The larger group of which they are a part, Sound and Fury, is previewing Sherlock Holmes and the Saline Solution in L.A. this weekend. Pamela and I are planning on being there.

If you're in the area, you should be, too!

06 April 2006

Updated . . .

I passed the test . . . I got an "A"!

My "Understanding Motion Pictures" instructor, Prof. Joe Daccurso, is a very severe examiner yet a very humane grader. Clearly, the better one studies, the better one will do on the test. And believe me, this is not a test you can slide through like Gumby slides through books. I know quite a bit about this; I've ice skated through more than my fair share of tests. Yet it's comforting to know that you'd have to try really hard to totally bomb out.

Prof. Daccurso is not a sadist, despite the impression he tries to put over when it comes to the exam. He builds it up to be virtually Abu Ghraib-esque. It is, as I noted in the earlier posting on this subject, quite arduous. It's a marathon of a test! But for every yang there must be a yin, and Prof. Joe provides this yin in the form of very helpful study materials made available in the library and learning center. Prof. Joe is like a Dad who waits up by the front door for a curfew-breaking daughter, but leaves the back door unlocked.

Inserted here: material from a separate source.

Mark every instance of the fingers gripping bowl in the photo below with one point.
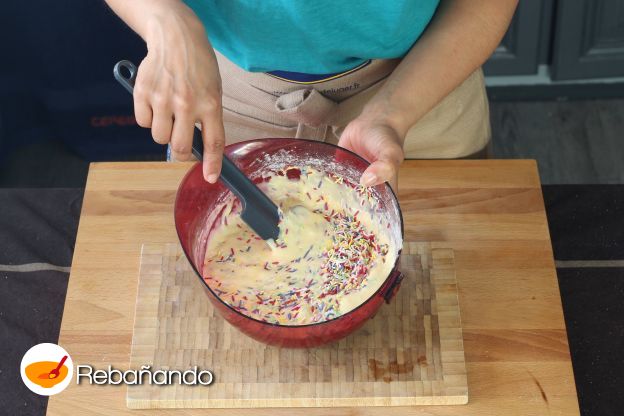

The key thing in a situation as benevolent as this is to not screw it up by abusing the benevolence. (This, by the way, is why benevolent governments and management structures hardly ever work. It only takes one person pissing in the pool to have the whole damn thing locked down. Why can't people just "be cool"?)

Something Prof. Daccurso said last night after passing out our grades really hit me right. He said that he's very interested in our conceptual understanding of the material, rather than rote regurgitation. Rote regurgitation is easy. Memorize some names and dates, spit it all out verbatim, and you pass! Yay! You can't remember it fifteen minutes later, but good on you anyway! Conceptual understanding though . . . ahhh. That's like changing your own personal mental "registry". Conceptual understanding affects how you think and perform. Rote regurgitation is good for a pat on the head and maybe a cookie. I am very pleased that Prof. Joe is the kind of teacher who teaches toward application rather than mere scholarship.

Well, I worked my ass off for this exam, and it shows. And now, to paraphrase Sun Ra, "What am I gonna do now I ain't got no ass?"

Study for the next one.

03 April 2006

Seth Godin's Blog & My Two Cents

Seth writes:

"The worst thing you can do is be boring and vague.
"The second worst thing you can do is be boring and verbose and obvious."

The third worst thing you can do is be hyperbolic yet oblivious.

Jim Henson used excessive hyperbole over and over and over as a source of comedy - Sam the Eagle's pronouncements, every Muppets Lab invention unveiled, etc. It's even in the theme song: "The Most Sensational, Inspirational, Celebrational, Muppetational . . ."

My favorite bit of hyperbole in the "real world" is when at this time of year movie studios release what they call "The most highly anticipated movie of the year." Dude. It's April.

Or how about "The New #1 Hit Show in America" that hasn't even premiered yet? I heard radio ads for Heist claiming this amazing ratings feat (which must somehow involve TiVo and a time machine) in the days leading up to its premiere.

Audiences aren't stupid. This isn't the 1950s. You can't tell us something is the best, most impressive, most eagerly anticipated, groundshaking, life-changing toothpaste (or whatever) and not expect a wry grin and a raised eyebrow. And maybe a chortle, suppressed of course so you don't know that we know that you're full of crapola.

There is a place for such exaggeration . . . when it's accurate. Of course then it wouldn't be hyperbolic, it'd just be descriptive ("The Most Watch Comedy In America" "The Safest Car on the Road".)

I wonder though . . . even if some huge claim turns out to be justified, do audiences even care?

"Honey, come quick! The New #1 Hit Show in America is on!"